Monday, Jan. 26, 1959
The Two Motors
The people of tiny Laos received in 1957 some $48 million in U.S. aid--about $9,000,000 more than the U.S. Government disbursed to the three states of Nevada, New Hampshire and Vermont together. For a time last year, it looked seriously as though the Communists were going to get it all.
Rickety Structure. The Reds were everywhere. Two potent Communist powers, Red China and North Viet Nam, pressed against Laos' borders. Native Communists, led by Prince Souphanouvong, a member of the royal family, controlled the provinces of Samneua and Phongsaly. The two provinces were regained, but at a price: two Cabinet posts for the Communists and the incorporation of two Communist battalions in the small royal Laotian army. As a legal party, the Reds and their allies made further gains in the May elections, emerged with 21 of 59 seats in the National Assembly. Governmental graft, corruption and inefficiency were doing much of the Reds' work for them. In November, Communist North Viet Nam, thinking it had Laos on the run, accused it of border violations, then occupied a stretch of Laotian territory with 3,000 troops.
The capital city of Vientiane rang with rumors of a military coup; the Communists under Prince Souphanouvong called for a meeting of the National Assembly, hoping to capitalize on the growing chaos. But Premier Phoui (pronounced Pwee) Sananikone, 55 (TIME, Sept. 1), a muscular and quick-witted six-footer, was ready for them. Last August he had formed a government shorn of the two Communist ministers. He instituted a currency reform that allowed the Laotian kip to find its normal level of 80 to the dollar, and he brought a halt to the scandalous abuse of U.S. aid.
Political Drift. Last week Premier Phoui gave the Communists the Assembly meeting they had been clamoring for. He strode to the podium in the yellow-walled National Assembly building, denounced the "subversive elements" in the country and derided the tactics of North Viet Nam which, "while accusing us, provokes us." Insisting that Laos "must clearly state that it is on the side of the free world.'' Phoui boldly asked the National Assembly to vote itself out of existence. Like many another Asian leader in recent months. Phoui was demanding the right to rule alone for a full year to arrest the nation's political drift and shore up its economy.

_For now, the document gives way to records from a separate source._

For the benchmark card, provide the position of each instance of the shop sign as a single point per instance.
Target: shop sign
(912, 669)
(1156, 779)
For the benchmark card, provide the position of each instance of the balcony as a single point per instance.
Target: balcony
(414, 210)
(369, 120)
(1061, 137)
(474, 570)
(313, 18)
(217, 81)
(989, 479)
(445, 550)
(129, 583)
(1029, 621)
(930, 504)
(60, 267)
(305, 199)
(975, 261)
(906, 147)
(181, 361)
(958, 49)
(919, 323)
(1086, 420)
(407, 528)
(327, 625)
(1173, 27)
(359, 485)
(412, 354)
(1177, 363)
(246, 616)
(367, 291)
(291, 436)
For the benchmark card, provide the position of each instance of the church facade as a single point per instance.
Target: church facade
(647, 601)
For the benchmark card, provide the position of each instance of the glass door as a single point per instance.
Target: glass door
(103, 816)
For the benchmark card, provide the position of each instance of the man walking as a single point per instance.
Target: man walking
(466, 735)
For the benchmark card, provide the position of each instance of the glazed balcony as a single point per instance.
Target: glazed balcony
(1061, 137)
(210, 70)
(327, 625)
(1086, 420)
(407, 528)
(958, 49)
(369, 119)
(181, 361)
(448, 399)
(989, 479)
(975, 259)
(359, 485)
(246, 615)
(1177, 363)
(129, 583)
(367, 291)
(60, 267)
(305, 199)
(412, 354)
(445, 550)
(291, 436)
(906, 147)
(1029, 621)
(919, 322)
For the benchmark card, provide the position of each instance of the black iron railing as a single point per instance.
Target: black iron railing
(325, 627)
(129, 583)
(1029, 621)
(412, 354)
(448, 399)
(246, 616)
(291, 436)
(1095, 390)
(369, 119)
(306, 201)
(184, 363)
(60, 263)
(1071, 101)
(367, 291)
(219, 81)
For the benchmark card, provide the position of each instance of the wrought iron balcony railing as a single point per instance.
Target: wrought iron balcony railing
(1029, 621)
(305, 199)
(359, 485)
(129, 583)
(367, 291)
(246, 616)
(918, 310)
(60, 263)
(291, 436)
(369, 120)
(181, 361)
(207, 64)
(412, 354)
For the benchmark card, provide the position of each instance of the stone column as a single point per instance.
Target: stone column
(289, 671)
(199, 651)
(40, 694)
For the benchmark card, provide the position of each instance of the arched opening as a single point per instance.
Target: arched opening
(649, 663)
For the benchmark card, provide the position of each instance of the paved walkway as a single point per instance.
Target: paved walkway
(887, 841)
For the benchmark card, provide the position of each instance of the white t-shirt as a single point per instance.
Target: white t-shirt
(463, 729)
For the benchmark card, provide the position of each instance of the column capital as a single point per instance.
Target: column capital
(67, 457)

Clearly taken by surprise, Prince Souphanouvong was able to muster only 16 of the 47 Assemblymen present to oppose the Premier. Armed with his new mandate, Phoui Sananikone promised Laotians a new constitution, pledged that the royal government would build dams and roads, improve communications, seek foreign investments. He would rule, said the Premier, through the "two essential motors" of an independent state: the army and the civil service.
Prince Souphanouvong cried that Phoui's taking of power was "illegal," and some panicky Communist leaders lit out for the protection of North Viet Nam. Souphanouvong could not even count on the two Communist battalions that had been incorporated into the royal army, presumably with the intention of spreading discontent. Both Red battalions had been quietly disarmed and interned in separate camps, each under the custody of a heavily armed and loyal battalion of the royal Laotian army.